Down to the hot hot desert.
Around 11:15 I get my things together and hike out. It’s hot but it’s downhill and there’s a slight breeze and my body is cooled down from my long break, so for about two miles I’m doing okay. I see a southbound hiker, which means he is going all uphill, and I can’t catch myself before I say, “Oh man, I do not envy your uphill right now.”
“I didn’t need to hear that,” he says in a friendly way. “Let’s just say I do envy your downhill.”
Not long after I run into Doc and Amnesia and chat and hike with them for a bit. The trail turns into 200 foot uphill and downhills that make my body feel the heat more intensely, so I fall back from hiking with them after about 2 miles and sit in the shade. When I get up to hike again I spot them in the shade and sit again.
I try to get myself to go a little further with promises of sitting down when I feel too hot. This works until about 3:30 pm when I see a glorious piece of shade, flat, and I lay down. I’m only 2 miles from Hiker Town but it’s clear to me I need an extended break. The flies are still brutal so I set up my tent in that shady spot, drink water, and take a very warm nap.
Around 4:30 I rouse myself and keep walking. I have cell service and I call home. When I get to the street, I call the Wee Vill market, where Rawhide is staying, because when they’re not too busy they’ll give hikers rides. The owner, Maria, picks me up.
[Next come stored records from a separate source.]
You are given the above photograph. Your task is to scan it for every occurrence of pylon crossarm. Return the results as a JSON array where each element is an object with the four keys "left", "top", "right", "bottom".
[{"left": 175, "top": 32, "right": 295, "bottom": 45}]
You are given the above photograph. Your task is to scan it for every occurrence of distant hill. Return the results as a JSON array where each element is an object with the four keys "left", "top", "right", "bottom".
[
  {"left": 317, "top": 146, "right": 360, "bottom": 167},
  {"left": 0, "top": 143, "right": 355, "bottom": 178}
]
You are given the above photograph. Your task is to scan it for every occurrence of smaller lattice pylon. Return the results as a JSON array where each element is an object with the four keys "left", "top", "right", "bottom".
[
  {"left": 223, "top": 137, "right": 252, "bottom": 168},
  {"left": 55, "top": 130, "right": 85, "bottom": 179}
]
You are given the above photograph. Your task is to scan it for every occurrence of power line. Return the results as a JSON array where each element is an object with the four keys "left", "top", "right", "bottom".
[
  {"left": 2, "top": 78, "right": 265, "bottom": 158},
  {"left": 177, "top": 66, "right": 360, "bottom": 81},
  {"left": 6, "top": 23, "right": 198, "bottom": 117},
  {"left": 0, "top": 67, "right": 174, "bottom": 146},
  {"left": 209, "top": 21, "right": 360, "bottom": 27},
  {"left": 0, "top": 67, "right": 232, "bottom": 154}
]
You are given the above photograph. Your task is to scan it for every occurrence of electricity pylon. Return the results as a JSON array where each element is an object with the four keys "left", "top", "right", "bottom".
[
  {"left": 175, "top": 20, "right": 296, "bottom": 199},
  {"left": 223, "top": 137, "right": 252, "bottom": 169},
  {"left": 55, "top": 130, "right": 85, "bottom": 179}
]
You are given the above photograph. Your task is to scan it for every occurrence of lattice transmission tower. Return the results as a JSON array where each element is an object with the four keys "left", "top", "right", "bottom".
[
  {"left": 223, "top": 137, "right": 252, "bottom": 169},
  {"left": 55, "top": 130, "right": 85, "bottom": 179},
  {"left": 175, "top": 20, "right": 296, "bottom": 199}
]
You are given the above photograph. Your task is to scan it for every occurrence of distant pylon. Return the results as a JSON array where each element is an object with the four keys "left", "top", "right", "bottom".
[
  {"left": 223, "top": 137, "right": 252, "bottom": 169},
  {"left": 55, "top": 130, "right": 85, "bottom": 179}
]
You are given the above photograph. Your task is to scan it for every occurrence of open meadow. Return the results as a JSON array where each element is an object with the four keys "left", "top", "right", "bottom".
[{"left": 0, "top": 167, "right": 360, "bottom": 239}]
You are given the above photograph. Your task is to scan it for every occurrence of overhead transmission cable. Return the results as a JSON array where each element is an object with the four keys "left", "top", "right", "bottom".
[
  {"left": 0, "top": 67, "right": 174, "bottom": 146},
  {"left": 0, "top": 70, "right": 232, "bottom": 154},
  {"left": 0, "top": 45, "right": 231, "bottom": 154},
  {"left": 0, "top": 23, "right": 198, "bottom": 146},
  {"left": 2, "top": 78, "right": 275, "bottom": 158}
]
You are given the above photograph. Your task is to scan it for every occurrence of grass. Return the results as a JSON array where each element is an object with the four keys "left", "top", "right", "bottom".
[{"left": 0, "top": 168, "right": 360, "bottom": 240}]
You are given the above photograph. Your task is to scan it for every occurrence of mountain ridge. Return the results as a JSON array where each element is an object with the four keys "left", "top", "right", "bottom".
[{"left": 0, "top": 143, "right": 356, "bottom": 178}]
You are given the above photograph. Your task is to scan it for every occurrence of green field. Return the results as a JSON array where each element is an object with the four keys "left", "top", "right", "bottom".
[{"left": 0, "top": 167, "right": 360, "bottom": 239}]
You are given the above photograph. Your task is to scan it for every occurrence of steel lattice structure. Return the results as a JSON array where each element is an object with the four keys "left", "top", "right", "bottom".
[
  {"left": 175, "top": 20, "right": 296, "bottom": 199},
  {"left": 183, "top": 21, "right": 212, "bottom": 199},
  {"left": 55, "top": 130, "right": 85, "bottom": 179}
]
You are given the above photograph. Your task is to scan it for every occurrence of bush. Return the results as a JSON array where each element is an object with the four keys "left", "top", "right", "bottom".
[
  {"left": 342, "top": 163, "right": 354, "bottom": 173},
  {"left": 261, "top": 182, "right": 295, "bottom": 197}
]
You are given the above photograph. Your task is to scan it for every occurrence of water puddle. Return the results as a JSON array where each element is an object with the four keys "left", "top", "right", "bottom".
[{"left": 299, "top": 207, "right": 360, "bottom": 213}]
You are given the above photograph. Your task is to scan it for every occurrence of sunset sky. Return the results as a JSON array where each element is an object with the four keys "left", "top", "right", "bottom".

She’s very friendly and impressed with what we’re doing and I am glad I’m going to her store instead of Hiker Town, which has some pretty ugly trail rumors floating around, and has also decided to charge $10 to hikers for going there at all.
When we get to the market I realize just how out of it I’m feeling from the heat and go inside and get a cold Sprite and lay down on my pack in the shade while drinking it.
Once my head is back on straight I get another soda and order food and sit with Rawhide and Twerk and eat. They give me the run down of where everything is. I go to the bathroom and see that my face is covered in dirt so rinse it off and wash my hands.
After food, which I don’t eat much of, partly because it’s spicy and I haven’t loved spicy food out here, and partly because I’ve had about 60 oz of Sprite, I go take a shower. The shower is in a “closed” bathroom that the owner lets hikers use. It’s definitely not fancy but it’s water, hot even, and someone’s left bodywash/shampoo/conditioner in the stall which is about all anyone can ask for.
Happy Feet, who caught the hitch with me to town, comes in to see if the shower is available and there’s another stall so we shower next to each other. I wouldn’t shower next to every dude out here but he doesn’t creep me out in the least. I rinse my hiking clothes out in the water and dry myself off with my new Class of 2017 bandana and head out. I ring my clothes out and hang them on the fence. It feels so, so good to be clean. I find Twerk and Rawhide and it’s sunset so Twerk is taking portraits and he catches a few fun ones of us together.
I stay up and chat until 930 or so knowing that I can sleep in tomorrow. We’re going to hang out here all afternoon and then night hike the notorious LA Aqueduct to avoid the heat – it’s 20ish miles, completely flat, no shade. Most likely I’ll have to stop for a few hours sleep out there but I’m gonna do my best to nap through the day and drink caffeine before I head out.
The traffic noise is loud here, but I am so happy to be here, and I sleep like a baby.